Marjory Warren was in at 18th place in the charts and one of the highest placed doctors. The HSJ credited her with “highlighting the needs of older people”, “beginning to improve services for them” and “inventing the speciality of geriatric medicine”. Though the BGS wasn’t mentioned specifically, it was good to see one our founders in the spotlight. And of course, Warren and other pioneers such as Amulree and Exton-Smith were able to use the newness of the NHS and the responsiveness of the Atlee government to new ideas, to push at an open door for investment in geriatric units.
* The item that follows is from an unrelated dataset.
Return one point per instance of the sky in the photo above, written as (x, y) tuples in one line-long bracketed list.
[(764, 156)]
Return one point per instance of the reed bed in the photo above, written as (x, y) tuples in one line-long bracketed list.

It did no harm to the cause that the “knock on” benefits for bed occupancy and length of stay from properly assessing the older long term sick were so impressive. [For more detail see Barton and Mulley PGME 2003; 79: 229-234]. One can only wonder what Dr Warren would think about the care of older people in 2008. After all, it was the same Health Service Journal in which 1,000 health service managers, when surveyed as part of the 60th anniversary celebrations, felt that older people were still the group most neglected in the new NHS. I am sure she would be pleased to discover a growing number of people surviving into independent and healthy old age; that there is a growing academic evidence to underpin our work; that we are now the most numerous physician’s speciality; that we have a presence in every general hospital; and that the membership of our Society now stands at over 2,500. Also, she might be gratified that there have been a succession of government guidelines, service frameworks and strategies to highlight the care of older patients.
The G...Word
I was on call all weekend for both general and geriatric medicine. I went to casualty to see a well spoken, “old school” 93 year old woman who had collapsed at a tea party in a Berkshire Stately Home (not her first fall and with a range of other medical problems). When I told her she needed admission, she told me, "as long as I am not going on one of those geriatric wards. They did that to me before and it was terrible. They even put me next to old people and one had dementia" On checking her records she had in fact been on a medical ward (an easy mistake as most patients on medical wards are older people, these days).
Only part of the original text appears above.